Araştırma verilerine göre, kutuplaşmanın somut göstergeleri olarak sunulan olayların toplumsal tabanda bir karşılığı büyük ölçüde yoktur. Toplumsal kutuplaşma tartışmalarında tekil örnekler üzerinden kamuoyu oluşturma ve manipülasyon konusu edilen tutumların, gerçekliğine ilişkin bir algı, toplumun çok büyük bir kesimi tarafından paylaşılmamaktadır. Tabloda kutuplaşma konusunda yapılan manipülasyona malzeme olarak kullanılan endişelerin toplumsal tabanda büyük oranda var olmadığı açık bir şekilde görülmektedir.

Algı kampanyaları

Toplumda uluslararası kampanya ve manipülasyonlar karşısında güçlü bir refleks geliştirildiği görülmektedir. Bununla birlikte, kutuplaşma kampanyalarında öne sürülen argümanların toplumun bir kesimi tarafından satın alındığı da gözden kaçırılmamalıdır.

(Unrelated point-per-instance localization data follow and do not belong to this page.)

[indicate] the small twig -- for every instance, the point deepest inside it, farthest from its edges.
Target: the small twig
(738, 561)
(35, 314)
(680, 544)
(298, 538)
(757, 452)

Sonuç olarak bakıldığında Türk toplumunda belli çevrelerin sürekli dillendirdiği boyutta bir kutuplaşma yoktur. Daha ziyade yaşam tarzı ve korkular üzerinden siyaset yapma tarzının, kutuplaşma söyleminden beslendiği iddia edilebilir. 15 Temmuz’dan sonra toplumda kutuplaşmadan ziyade birliktelik ruhunun daha çok destek bulduğu görülmektedir. Nitekim bunun emareleri 15 Temmuz’dan sonra siyasette de görülmeye başlanmıştır. Devlet Bahçeli’nin ülkenin geldiği noktayı doğru teşhis ederek, sistemi kilitleyen mevcut parlamenter sistemin değiştirilip cumhurbaşkanlığı sistemine geçiş konusunda gösterdiği müzakereci tavır, istismar siyasetiyle bir yere varılamayacağının anlaşılması olarak da okunabilir.